Brief regering : Aanpak ongewenste buitenlandse geldstromen
35 228 Parlementaire ondervraging ongewenste beïnvloeding uit onvrije landen
Nr. 38 BRIEF VAN DE MINISTER VOOR RECHTSBESCHERMING
Aan de Voorzitter van de Tweede Kamer der Staten-Generaal
Den Haag, 8 juni 2021
Nederland is een open en vrije samenleving. Daarin is vrijheid voor eenieder om zich
binnen de kaders van de wet te bewegen en te uiten. Maar waar de vrijheid van de één
die van de ander beperkt, of waar die de basis van onze democratische rechtsstaat
aantast, moeten we een streep trekken. Het eindverslag van de Parlementaire ondervragingscommissie
ongewenste beïnvloeding schetst de mogelijke dreigingen voor onze vrijheid en rechtsstaat.1 Hiervan is bijvoorbeeld sprake wanneer (buitenlandse) donateurs invloed kopen in
maatschappelijke organisaties om onze democratische rechtsorde te ondermijnen. Denk
daarbij aan activiteiten als het propageren van haat jegens andersdenkenden, het doen
afkeren van groepen van onze democratie of het aanzetten tot geweld en extremisme.

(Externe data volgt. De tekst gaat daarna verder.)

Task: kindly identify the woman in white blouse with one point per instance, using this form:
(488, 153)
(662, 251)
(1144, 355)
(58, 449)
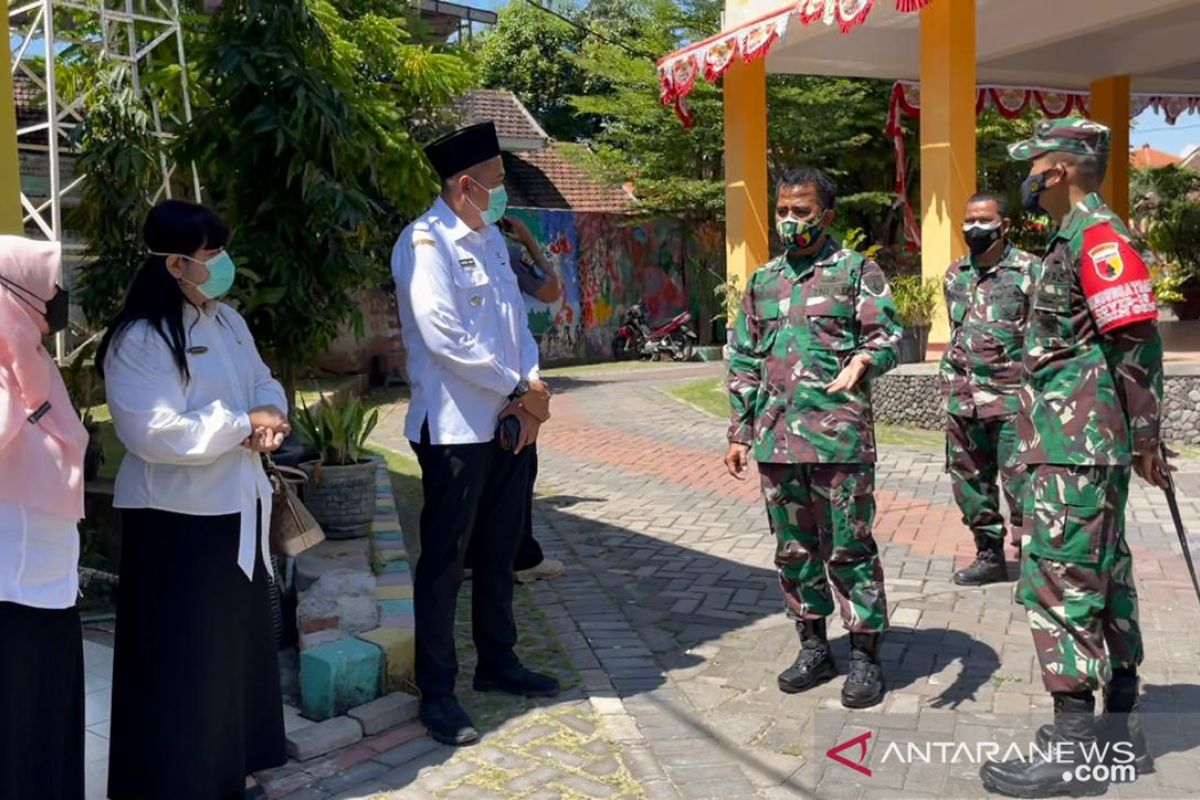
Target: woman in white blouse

We kunnen niet onbeperkt tolerant zijn tegenover intolerantie. Dergelijke ondermijnende
activiteiten moeten krachtig worden tegengegaan en hiervoor heeft het kabinet verschillende
acties ingezet.
Graag informeer ik u over de voornemens van het kabinet inzake de verdere aanpak van
ongewenste geldstromen naar maatschappelijke organisaties. Deze aanpak vult het instrumentarium
aan uit het wetsvoorstel transparantie maatschappelijke organisaties (Wtmo).2 Uw Kamer heeft inmiddels bij de Wtmo verslag uitgebracht (Kamerstuk 35 646, nr. 5). Verder informeer ik u over de uitvoering van enkele moties die tijdens het debat
volgend op het eindverslag van de Parlementaire ondervragingscommissie ongewenste
beïnvloeding zijn ingediend.3 Mede namens de Minister van Buitenlandse Zaken informeer ik uw Kamer in deze brief
ook over de uitvoering van de motie van de leden Becker en Van Toorenburg.4
De beantwoording van het verslag van uw Kamer over de Wtmo is op dit moment in voorbereiding.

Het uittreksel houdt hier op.